Implementation Of Decoders for LDPC Block Codes and LDPC Convolutional Codes Based on GPUs
With the use of belief propagation (BP) decoding algorithm, low-density parity-check (LDPC) codes can achieve near-Shannon limit performance. In order to evaluate the error performance of LDPC codes, simulators running on CPUs are commonly used. However, the time taken to evaluate LDPC codes with very good error performance is excessive. In this paper, efficient LDPC block-code decoders/simulators which run on graphics processing units (GPUs) are proposed. We also implement the decoder for the LDPC convolutional code (LDPCCC). The LDPCCC is derived from a pre-designed quasi-cyclic LDPC block code with good error performance. Compared to the decoder based on the randomly constructed LDPCCC code, the complexity of the proposed LDPCCC decoder is reduced due to the periodicity of the derived LDPCCC and the properties of the quasi-cyclic structure. In our proposed decoder architecture, $\Gamma$ (a multiple of a warp) codewords are decoded together and hence the messages of $\Gamma$ codewords are also processed together. Since all the $\Gamma$ codewords share the same Tanner graph, messages of the $\Gamma$ distinct codewords corresponding to the same edge can be grouped into one package and stored linearly. By optimizing the data structures of the messages used in the decoding process, both the read and write processes can be performed in a highly parallel manner by the GPUs. In addition, a thread hierarchy minimizing the divergence of the threads is deployed, and it can maximize the efficiency of the parallel execution. With the use of a large number of cores in the GPU to perform the simple computations simultaneously, our GPU-based LDPC decoder can obtain hundreds of times speedup compared with a serial CPU-based simulator and over 40 times speedup compared with an 8-thread CPU-based simulator.
💡 Research Summary
The paper presents a highly efficient implementation of belief‑propagation (BP) decoders for both LDPC block codes and LDPC convolutional codes (LDPCCC) on graphics processing units (GPUs). Recognizing that CPU‑based simulators become prohibitively slow when evaluating codes with very low error rates, the authors exploit the massive parallelism of modern GPUs to accelerate the decoding process by orders of magnitude. The work begins by selecting a quasi‑cyclic (QC) LDPC block code with strong error‑correction performance. From this QC code a periodic LDPCCC is derived, preserving the regularity of the Tanner graph and enabling a compact representation of the convolutional structure. The key architectural decision is to decode Γ codewords simultaneously, where Γ is chosen as a multiple of a warp. Because all Γ codewords share the same graph, the messages associated with the same edge across different codewords are packed into a single linear array. This “message packaging” yields coalesced global‑memory accesses, dramatically improving bandwidth utilization.

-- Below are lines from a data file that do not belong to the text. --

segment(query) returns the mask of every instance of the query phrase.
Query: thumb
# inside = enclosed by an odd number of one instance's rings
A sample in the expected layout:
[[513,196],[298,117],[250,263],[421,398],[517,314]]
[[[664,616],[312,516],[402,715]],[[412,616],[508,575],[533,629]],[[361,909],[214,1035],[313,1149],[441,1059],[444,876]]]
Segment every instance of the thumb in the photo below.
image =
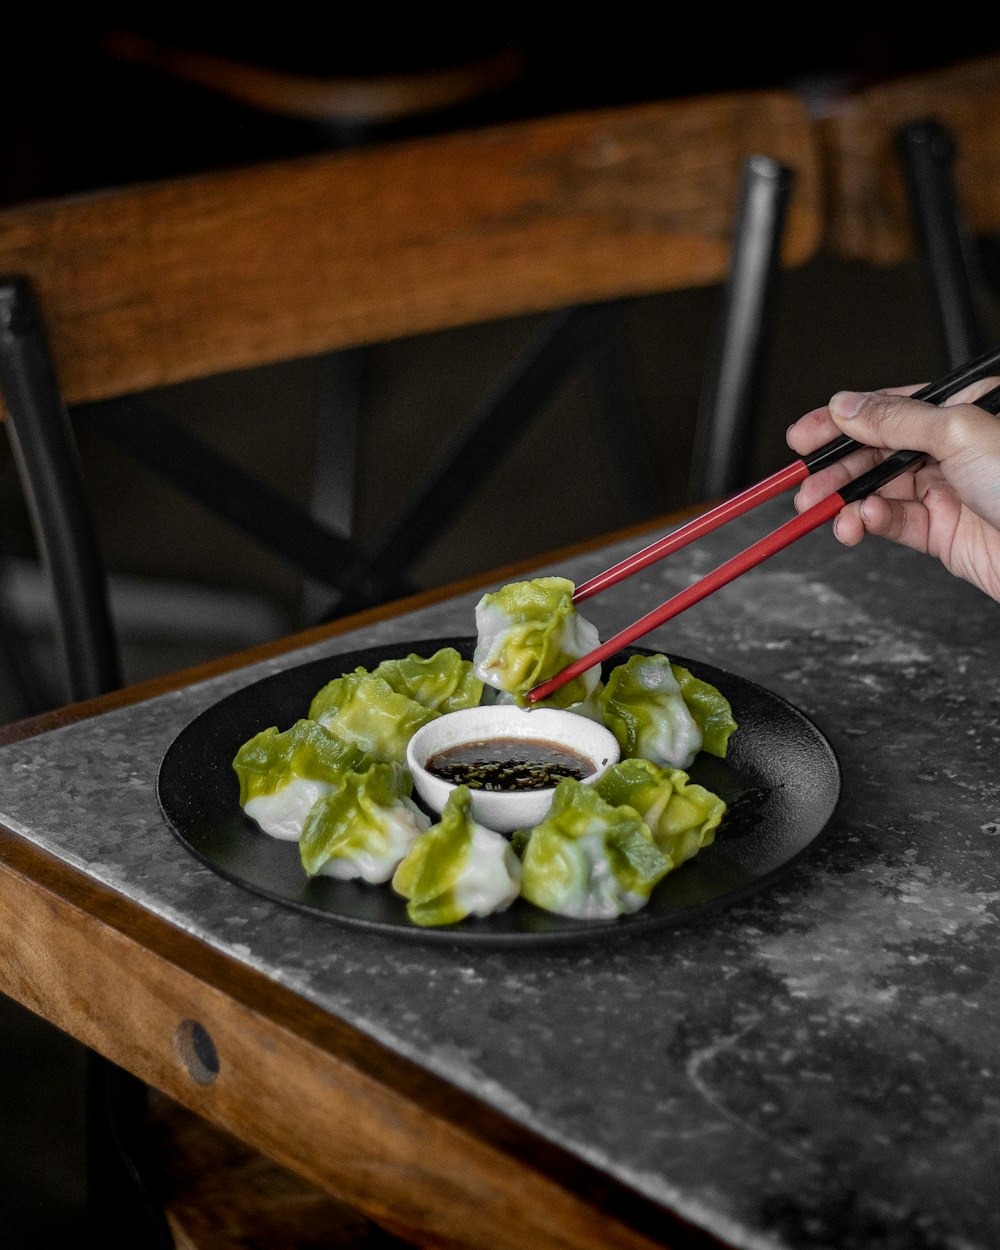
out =
[[1000,420],[975,404],[939,407],[882,391],[838,391],[829,411],[843,433],[870,447],[923,451],[939,463],[1000,455]]

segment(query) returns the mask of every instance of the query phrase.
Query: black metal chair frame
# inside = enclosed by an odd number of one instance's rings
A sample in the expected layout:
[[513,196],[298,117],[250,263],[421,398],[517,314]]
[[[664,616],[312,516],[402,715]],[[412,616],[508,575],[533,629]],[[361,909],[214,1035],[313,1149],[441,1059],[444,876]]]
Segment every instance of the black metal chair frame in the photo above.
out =
[[969,230],[955,185],[956,142],[940,121],[902,127],[897,151],[936,332],[953,367],[993,341],[986,309],[991,291],[1000,290],[997,240],[976,239]]

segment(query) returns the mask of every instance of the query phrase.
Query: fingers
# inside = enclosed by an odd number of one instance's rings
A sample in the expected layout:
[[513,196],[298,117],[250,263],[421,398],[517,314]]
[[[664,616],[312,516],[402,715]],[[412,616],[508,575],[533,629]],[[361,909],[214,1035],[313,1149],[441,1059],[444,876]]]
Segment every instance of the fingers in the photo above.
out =
[[885,392],[838,391],[827,410],[841,433],[871,447],[923,451],[942,462],[984,445],[1000,452],[1000,422],[970,403],[939,407]]
[[[831,439],[838,438],[840,430],[832,420],[827,408],[814,408],[790,426],[786,438],[792,451],[800,456],[808,455]],[[871,448],[851,452],[842,460],[814,473],[802,483],[795,495],[795,507],[799,512],[812,507],[827,495],[839,490],[847,482],[865,473],[882,458],[883,453]]]
[[[919,386],[889,387],[886,389],[885,394],[909,395],[919,389]],[[988,389],[988,387],[977,391],[976,394],[984,394],[985,389]],[[829,443],[831,439],[837,438],[840,433],[841,430],[830,417],[829,409],[824,404],[822,408],[814,408],[812,412],[807,412],[805,416],[800,417],[798,421],[790,425],[785,434],[785,439],[792,451],[800,456],[807,456],[811,451],[815,451],[817,447],[822,447],[824,443]]]
[[813,473],[799,487],[795,495],[795,507],[799,512],[811,508],[813,504],[819,503],[827,495],[840,490],[842,486],[860,477],[862,473],[867,473],[883,459],[884,454],[871,447],[860,448],[850,452],[843,460],[838,460],[820,470],[819,473]]
[[964,390],[959,391],[957,395],[953,395],[951,399],[945,400],[945,403],[974,404],[987,391],[992,391],[998,382],[1000,382],[1000,378],[980,378],[978,382],[971,383]]
[[861,519],[861,505],[848,504],[842,508],[833,522],[833,532],[837,541],[845,547],[856,547],[865,536],[865,523]]
[[879,538],[904,543],[907,547],[927,550],[927,509],[911,500],[886,499],[869,495],[858,505],[865,531]]
[[[1000,417],[968,402],[938,407],[852,391],[834,395],[828,408],[838,429],[852,438],[876,447],[926,452],[940,465],[957,497],[982,520],[1000,528]],[[882,491],[898,493],[898,487]]]
[[926,551],[930,529],[927,509],[919,502],[869,495],[848,504],[837,515],[833,532],[845,547],[856,547],[865,534],[875,534]]
[[961,519],[962,505],[940,465],[927,464],[898,479],[905,490],[890,495],[886,488],[848,504],[837,514],[834,533],[847,547],[865,534],[902,543],[916,551],[943,557]]
[[875,534],[929,552],[983,585],[978,575],[963,569],[970,553],[984,546],[969,534],[991,534],[994,541],[1000,530],[1000,417],[976,403],[995,385],[996,379],[983,379],[943,405],[914,399],[918,388],[913,387],[838,391],[825,408],[806,413],[789,428],[788,444],[806,456],[840,433],[860,447],[806,478],[796,508],[802,512],[842,490],[893,451],[923,452],[927,460],[915,473],[900,474],[877,493],[842,508],[834,533],[848,547]]
[[797,455],[807,456],[809,452],[822,447],[824,443],[837,438],[839,434],[840,430],[837,429],[824,406],[814,408],[812,412],[807,412],[804,417],[800,417],[794,425],[790,425],[785,434],[785,441]]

The decoder kernel is organized into two hierarchical levels: a thread‑block level that separates check‑node and variable‑node updates, and a warp level that processes a fixed set of edges without divergence. Shared memory is used to cache frequently accessed messages, and each thread is assigned a unique edge to avoid atomic operations. By aligning the computation with the GPU’s SIMD execution model, the authors minimize thread divergence and maximize occupancy.
Performance evaluation is carried out on an NVIDIA GTX 1080 GPU and an 8‑core Intel Xeon CPU using a Rate 1/2, N = 1944 QC‑LDPC code and its derived LDPCCC. In the same signal‑to‑noise ratio region, the GPU implementation achieves roughly 200‑fold speedup over a single‑threaded CPU simulator and more than 40‑fold speedup compared with an 8‑thread CPU version. The error‑rate curves (FER vs. SNR) are identical to those obtained with the CPU, confirming that the GPU implementation does not sacrifice numerical accuracy. The authors also demonstrate that the throughput scales linearly with the number of simultaneous codewords Γ, confirming the effectiveness of the data‑parallel approach.
The contributions of the paper are threefold: (1) exploiting the regularity of QC‑LDPC and its derived periodic LDPCCC to design memory‑friendly data structures; (2) decoding multiple codewords in parallel to achieve high data‑parallelism while keeping the control flow simple; and (3) devising a thread hierarchy that minimizes divergence, thereby fully leveraging the thousands of GPU cores. These techniques make real‑time, high‑performance LDPC decoding feasible for emerging communication standards such as 5G/6G, satellite links, and high‑density storage systems where low latency and high reliability are critical. Future work suggested includes extending the approach to multi‑GPU clusters, adapting it to irregular LDPC ensembles, and comparing the GPU solution with dedicated ASIC or FPGA implementations.